WE HAVE CLIENTS SIGN OUT BUS TOKENS ON A RUNNING SHEET THAT WILL REVEAL TO OTHER CLIENTS, AND ANYONE WHO LOOKS AT THE SHEET, THAT THOSE WHO SIGNED ARE IN OUR CLINIC PROGRAM. WE MUST HAVE A LIST TO GIVE TO MEDICAID FOR PAYMENT SO WE CANNOT DO AWAY WITH THE LIST. HOW CAN WE HANDLE THIS?

  • Leave out a PEEL AND STICK label sheet, and have the client sign the label. The person giving out the bus tokens can then peel off the label, and attach it to a sheet that she has protected from public view. This suggestion came to us from Clearview staff.

ARE OUR OUTREACH OR SUPPORT PROGRAMS SUBJECT TO HIPAA?

  • Only if the programs provide treatment, and maintain or create protected health information.

I UNDERSTAND THAT WE HAVE TO TRAIN STAFF IN THE FUNDAMENTALS OF HIPAA. DO WE HAVE TO GIVE THEM A POST-TEST?

  • No post-test is necessary.
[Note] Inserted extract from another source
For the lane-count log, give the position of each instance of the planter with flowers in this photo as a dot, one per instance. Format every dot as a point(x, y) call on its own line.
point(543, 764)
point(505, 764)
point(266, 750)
However, you do need documentation of the training.

WE OFTEN HAVE VOLUNTEERS AND INTERNS WORKING IN OUR OFFICES AND PROGRAMS. DO WE HAVE TO TRAIN THEM AS WELL?

  • Yes. Volunteers and interns are considered part of your work force.
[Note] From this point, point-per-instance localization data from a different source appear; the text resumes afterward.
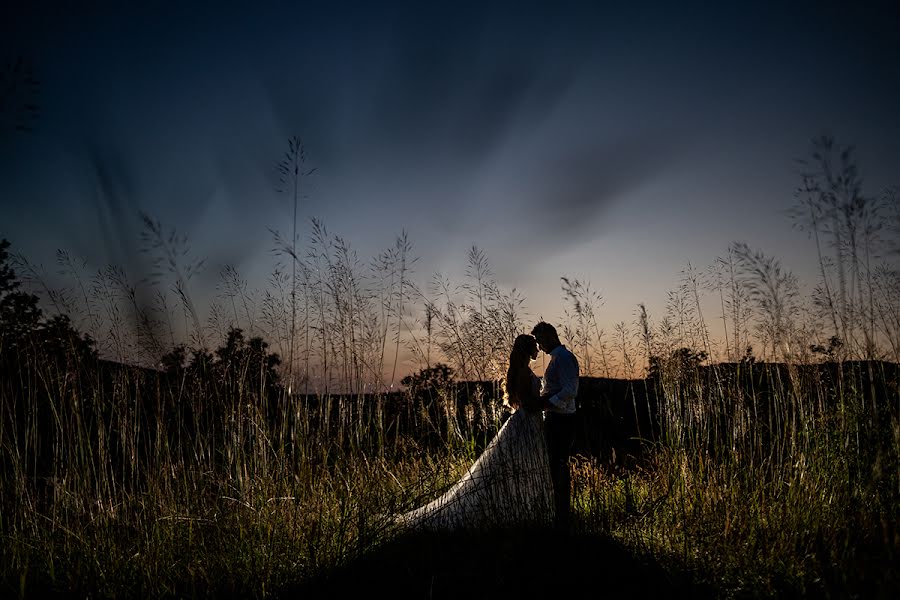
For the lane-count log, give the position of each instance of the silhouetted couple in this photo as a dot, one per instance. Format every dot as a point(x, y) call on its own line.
point(523, 475)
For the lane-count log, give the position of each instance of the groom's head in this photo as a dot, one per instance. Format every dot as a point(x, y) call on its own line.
point(546, 336)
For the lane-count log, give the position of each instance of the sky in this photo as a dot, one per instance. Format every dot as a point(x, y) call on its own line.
point(615, 143)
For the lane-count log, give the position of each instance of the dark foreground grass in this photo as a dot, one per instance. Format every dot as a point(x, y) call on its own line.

WE HAVE CHILDREN’S PROGRAMS WITH CHILDREN BETWEEN THE AGES OF 10 AND 18, AND SOMETIMES THEY ARE REMANDED TO OUR PROGRAMS STRAIGHT FROM COURT WITHOUT A PARENT. WHO DO I GIVE THE NOTICE OF PRIVACY TO?

  • Give the Notice of Privacy to the child. There are instances where an un-emancipated minor can exercise his/her privacy rights. It is good practice to also send a copy to the patent, legal guardian if other than the parent or personal representative.
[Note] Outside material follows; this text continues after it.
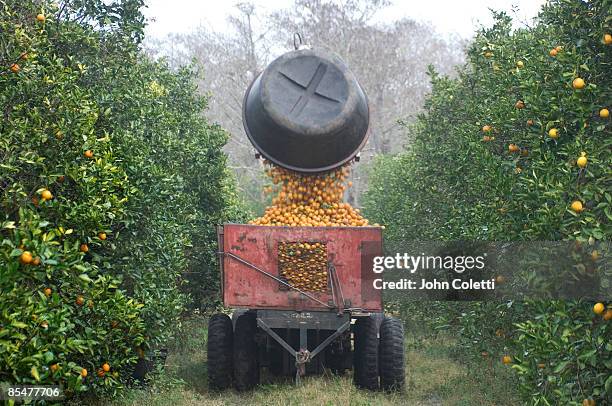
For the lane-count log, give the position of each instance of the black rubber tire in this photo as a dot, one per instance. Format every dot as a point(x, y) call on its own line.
point(391, 355)
point(246, 366)
point(220, 349)
point(365, 357)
WE OFTEN RECEIVE SUBSTANCE ABUSE INFORMATION FROM SUBSTANCE ABUSE TREATMENT FACILITIES, AND WE ARE DIRECTED TO NOT RE-DISCLOSE EXCEPT IN COMPLIANCE WITH THE LAW. DOES THIS STILL APPLY?

  • Yes. Substance Abuse Treatment facilities will send information to you but stamped with a notice that is directive in terms of re-disclosure. You then re-disclose in compliance with the law. HIPAA has NO EFFECT on this.

DO WE HAVE TO GET A BUSINESS ASSOCIATES AGREEMENT FROM PHARMACIES?

  • NO. Your interactions with them are “treatment” related and so do not necessitate a Business Associates Agreement.